Wir sind auf dieser Welt,

Um uns wohlzufühlen.6

Man sollte diesen Spruch den ersten Opfern beigeben, die die jungen Leute der Liebe darbringen. Selten ist man dabei auf Rosen gebettet. Du wirst erfahren, beste Folleville, worauf ich meinen ersten Versuch unternommen habe. Weder Du noch der scharfsichtigste Leser werden es erraten. Ich werde, um Dir für die Antwort Zeit zu lassen, ein wenig abschweifen. Ohnehin ist es die Abschweifung, die dem Roman die notwendige Würze verleiht. Roman? Ich irre mich! Denn was ich berichte, ist ja nichts als die Wahrheit. Zitieren wir abermals – das ist das Hilfsmittel derer, die selbst nichts hervorbringen. Du kennst mich gut genug, um zu wissen, dass ich ohne Deine Entschlossenheit nichts zu Papier gebracht hätte. Da ich mich der Wollust verschrieben habe, blieb mir nie die Zeit, mich zu bilden.
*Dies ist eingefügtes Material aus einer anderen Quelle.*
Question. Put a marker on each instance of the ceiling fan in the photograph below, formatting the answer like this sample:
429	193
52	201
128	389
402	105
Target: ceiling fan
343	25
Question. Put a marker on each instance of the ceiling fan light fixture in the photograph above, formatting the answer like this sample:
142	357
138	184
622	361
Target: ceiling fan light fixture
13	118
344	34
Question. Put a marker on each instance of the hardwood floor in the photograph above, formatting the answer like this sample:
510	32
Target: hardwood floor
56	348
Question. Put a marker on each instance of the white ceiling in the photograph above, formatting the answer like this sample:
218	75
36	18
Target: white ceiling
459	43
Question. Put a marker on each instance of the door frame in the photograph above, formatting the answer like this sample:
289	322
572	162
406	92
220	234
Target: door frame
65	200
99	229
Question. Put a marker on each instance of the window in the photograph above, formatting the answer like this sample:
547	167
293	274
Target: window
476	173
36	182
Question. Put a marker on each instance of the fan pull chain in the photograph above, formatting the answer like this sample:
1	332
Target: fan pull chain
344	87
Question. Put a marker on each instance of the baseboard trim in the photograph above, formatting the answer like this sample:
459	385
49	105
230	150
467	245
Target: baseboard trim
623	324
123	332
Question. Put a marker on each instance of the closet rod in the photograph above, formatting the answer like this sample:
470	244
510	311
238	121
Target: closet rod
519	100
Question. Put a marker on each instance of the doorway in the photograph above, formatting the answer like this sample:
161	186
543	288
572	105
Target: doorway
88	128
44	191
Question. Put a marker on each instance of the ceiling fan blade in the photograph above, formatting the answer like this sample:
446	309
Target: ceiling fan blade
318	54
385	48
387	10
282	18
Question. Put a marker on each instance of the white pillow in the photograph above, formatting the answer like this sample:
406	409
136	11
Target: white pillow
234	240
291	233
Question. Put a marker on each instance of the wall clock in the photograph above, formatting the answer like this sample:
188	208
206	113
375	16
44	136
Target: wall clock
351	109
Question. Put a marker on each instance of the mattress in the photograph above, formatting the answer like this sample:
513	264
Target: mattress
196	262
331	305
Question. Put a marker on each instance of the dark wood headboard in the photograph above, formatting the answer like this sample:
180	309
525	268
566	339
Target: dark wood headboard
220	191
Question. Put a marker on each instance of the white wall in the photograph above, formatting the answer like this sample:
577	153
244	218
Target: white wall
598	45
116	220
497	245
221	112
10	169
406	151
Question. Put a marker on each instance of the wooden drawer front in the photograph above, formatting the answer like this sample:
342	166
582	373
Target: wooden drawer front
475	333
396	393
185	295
Wer preist nicht denjenigen hundertfach

Dem das Geschick eine Jungfrau beschert?7

Zweifelsohne, doch für die, die sie verliert – als hätten alle Teufel ihre Hände im Spiel –, ist es mit empfindlichen Schmerzen verbunden, vor allem, wenn sie es kaum erwarten kann und nur einige Minuten und ein paar Rebenbündel hat. Ich höre Dich lachen, werte Folleville. Ich habe nicht gelacht. Es erschien unerheblich, dass ich mir auf dem Weg zum Schäferstündchen im Holzkeller meinen Hals brechen konnte. Es erschien unerheblich, dass mein Geliebter, um es dorthin zu schaffen, über Mauern kletterte. Doch wir mussten uns beeilen – aus Furcht davor, dass meine allgegenwärtige Mutter den Einfall haben könnte, ihr kleines begehrtes Mädchen auszufragen.

Wir befanden uns also im Keller. Ein blasser Strahl des abnehmenden Mondes fiel auf uns, ich lag in den Armen meines … Die Bezeichnung, die ihm seine neue Rolle eintrug, kannte ich noch nicht. Ich habe sie bald darauf gelernt und oft verwendet.
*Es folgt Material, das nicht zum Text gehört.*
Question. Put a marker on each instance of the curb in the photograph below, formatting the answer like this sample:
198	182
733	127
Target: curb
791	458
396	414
«Beeilen wir uns, mein Lieber», hauchte ich ihm zu.

«Sehr gerne, und wo legen wir uns hin?»

«Ich weiß nicht.»

«Ich auch nicht. Aber wir haben keinen Augenblick zu verlieren.»

«Das sehe ich.»

«Na schön, er steht, doch wir können es nicht tun.»
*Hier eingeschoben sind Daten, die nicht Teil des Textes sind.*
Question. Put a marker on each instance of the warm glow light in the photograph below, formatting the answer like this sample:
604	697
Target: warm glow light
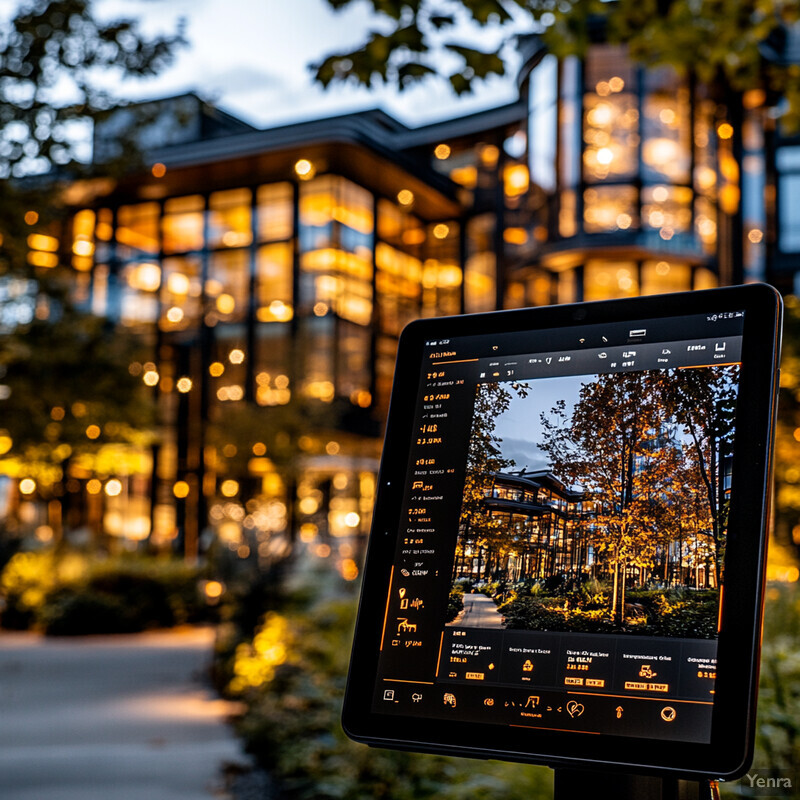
605	155
83	248
725	130
113	488
229	488
308	505
226	304
175	314
213	590
489	155
40	259
304	169
660	194
38	241
349	569
515	236
178	283
405	197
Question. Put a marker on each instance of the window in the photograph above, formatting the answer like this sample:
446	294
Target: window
274	212
180	293
137	230
788	163
228	285
229	218
274	283
183	224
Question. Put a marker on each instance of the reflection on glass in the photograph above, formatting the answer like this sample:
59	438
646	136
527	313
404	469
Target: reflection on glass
273	382
317	343
667	209
228	285
398	287
183	224
543	123
568	214
274	283
137	230
480	274
603	280
229	349
570	124
229	218
666	152
353	377
660	277
611	116
275	214
180	293
610	208
336	223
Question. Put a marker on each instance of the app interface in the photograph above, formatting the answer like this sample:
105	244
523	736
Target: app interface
560	557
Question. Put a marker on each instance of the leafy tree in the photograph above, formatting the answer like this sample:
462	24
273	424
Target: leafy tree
617	444
480	528
61	370
705	404
711	38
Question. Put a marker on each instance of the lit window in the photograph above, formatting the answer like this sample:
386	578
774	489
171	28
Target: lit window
183	224
229	218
«Sieh mal, ich werde diese Rebenhölzer zurechtrücken und mich auf sie legen.»

«Wunderbar.»

«Und jetzt? Liege ich gut?»

«Noch nicht, rutsche ein wenig vor, öffne Deine Schenkel, umarme mich mit aller Kraft, und vor allem: Sei still, nimm Dich davor in Acht aufzuschreien, ein unvermeidbarer Schmerz wird der Lust vorausgehen.»

Ich brannte vor glühender Begierde, fügte und öffnete mich. Ich brachte mich in Stellung. Doch gütige Götter! Als er anhob, mit einem Furcht erregenden Dolch, der in keinem Verhältnis zu mir stand – und dessen Wert ich erst später erkannte –, den Widerstand, den ich ihm ungewollt entgegensetzte, mit Gewalt zu brechen, konnte ich ein halblautes Aufstöhnen nicht unterdrücken. Und in meinem hübschen, farbigen Dialekt, der in jenem Moment so nachdrücklich den Schmerz und die Lust malte, kam mir über die Lippen:

«Oh, lieber und grausamer P***, wie Du mir wehtust!»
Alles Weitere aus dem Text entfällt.